1) Am I correct that it really is the momentum operator given in the x-basis?

2) If yes, then how does one find this result?

I hope I am not annoying you with my questions. Thanks in advance.


Niles.

 

[nrqed]

I have one final question, which is related to what I wrote in my first post:



Why is it that we choose to write it as a linear combination of the stationary states of the Hamiltonian, and not some other operator? Of course, as we talked about in this thread, we can express it as a linear combination of eigenfunctions of an arbitrary observable operator, but why have we chosen the Hamiltonian as the "default" operator?

Thanks in advance.

As meopemuk said, one can use any basis in principle. However, there is something special about using the eigenstates of the Hamiltonian.

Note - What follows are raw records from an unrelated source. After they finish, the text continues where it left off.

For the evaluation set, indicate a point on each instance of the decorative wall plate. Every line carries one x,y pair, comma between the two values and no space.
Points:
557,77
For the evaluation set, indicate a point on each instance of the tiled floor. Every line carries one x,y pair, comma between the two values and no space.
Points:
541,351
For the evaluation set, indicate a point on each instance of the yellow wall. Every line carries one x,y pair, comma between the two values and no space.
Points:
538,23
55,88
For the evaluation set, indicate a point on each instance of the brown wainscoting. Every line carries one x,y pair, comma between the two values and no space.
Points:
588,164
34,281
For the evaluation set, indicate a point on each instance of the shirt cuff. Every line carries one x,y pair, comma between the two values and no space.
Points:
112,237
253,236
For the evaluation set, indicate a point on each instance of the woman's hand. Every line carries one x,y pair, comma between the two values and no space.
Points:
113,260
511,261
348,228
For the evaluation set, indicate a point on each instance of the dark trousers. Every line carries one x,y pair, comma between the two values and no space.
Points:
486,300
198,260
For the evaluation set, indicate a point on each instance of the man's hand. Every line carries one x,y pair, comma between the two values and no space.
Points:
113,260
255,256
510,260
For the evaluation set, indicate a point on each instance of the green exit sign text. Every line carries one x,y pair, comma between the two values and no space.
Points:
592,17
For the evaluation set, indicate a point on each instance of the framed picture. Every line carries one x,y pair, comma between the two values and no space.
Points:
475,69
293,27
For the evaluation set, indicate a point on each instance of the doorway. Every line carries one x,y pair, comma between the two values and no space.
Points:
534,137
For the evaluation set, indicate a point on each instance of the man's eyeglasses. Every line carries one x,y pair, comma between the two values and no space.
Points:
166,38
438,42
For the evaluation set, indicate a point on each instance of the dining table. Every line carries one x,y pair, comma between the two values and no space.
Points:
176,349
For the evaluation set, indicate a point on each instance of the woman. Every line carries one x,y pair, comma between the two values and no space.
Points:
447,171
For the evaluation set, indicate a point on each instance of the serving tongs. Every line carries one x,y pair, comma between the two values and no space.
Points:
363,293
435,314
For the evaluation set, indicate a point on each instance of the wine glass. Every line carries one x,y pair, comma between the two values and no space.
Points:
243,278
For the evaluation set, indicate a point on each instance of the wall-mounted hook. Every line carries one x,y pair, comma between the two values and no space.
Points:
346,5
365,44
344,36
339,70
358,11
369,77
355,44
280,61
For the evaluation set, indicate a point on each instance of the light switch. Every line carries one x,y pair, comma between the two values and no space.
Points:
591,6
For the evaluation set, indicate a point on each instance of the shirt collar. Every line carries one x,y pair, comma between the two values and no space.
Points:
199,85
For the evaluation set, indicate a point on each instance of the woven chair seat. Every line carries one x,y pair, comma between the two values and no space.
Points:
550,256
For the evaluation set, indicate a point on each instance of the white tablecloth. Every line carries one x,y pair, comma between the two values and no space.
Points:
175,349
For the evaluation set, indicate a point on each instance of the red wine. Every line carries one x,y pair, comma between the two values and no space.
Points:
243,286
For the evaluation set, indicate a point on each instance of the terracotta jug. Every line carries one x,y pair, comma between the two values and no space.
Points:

The hamiltonian is the generator of time translation. What this means is that it is the eigenstates of the Hamiltonian that have simpel time evolutions. They simply evolve as $\psi_n(x) exp(-iE_n t / \hbar)$. Eigenstates of other operators do not have simple time evolutions (unless they commute with the Hamiltonian and hence share common eigenstates). So if we want to know how a wavefunction evolves with time (let's say we are given it at t =0 and want to know what it wil be at a later time), we need to expand it over the eigenstates of the Hamiltonian in order to be able to write down the time dependence.

This is what makes the eigenstates of the Hamiltonian "special" .

 

[nrqed]

1) Yes, absolutely!

2) In Quantum Mechanics, momentum is defined as the generator of translations. An infinitesimal translation shifts the system by a small amount. So we describe the action of an infinitesimal translation operator as : $$\hat T(dx) \psi (x) = \psi (x+dx)$$

Now the generator of any operator $$\hat T$$ can be written as

$$\hat T(dx) = 1-\i \hat K dx$$

Again by Taylor expansion to the first order,
$$\psi(x+dx) = \psi(x) + dx \partial_x \psi(x)$$

So you can see that K is just $$\frac{1 }{i} \frac{d}{{dx}}$$ . The $$\hbar$$ is multiplied to the generator of translator to get the dimensions right for the units we have chosen to work with.

I fixed the TeX

 

[xboy]

Thanks a lot, nrged [:

 

[xboy]

I should add that in the second equation, $$\hat K$$ is the generator.

 

[Niles]

Great, thanks for taking the time to answer all my question to all three of you. It is very nice to get answers and derivations to these questions. I really appreciate it.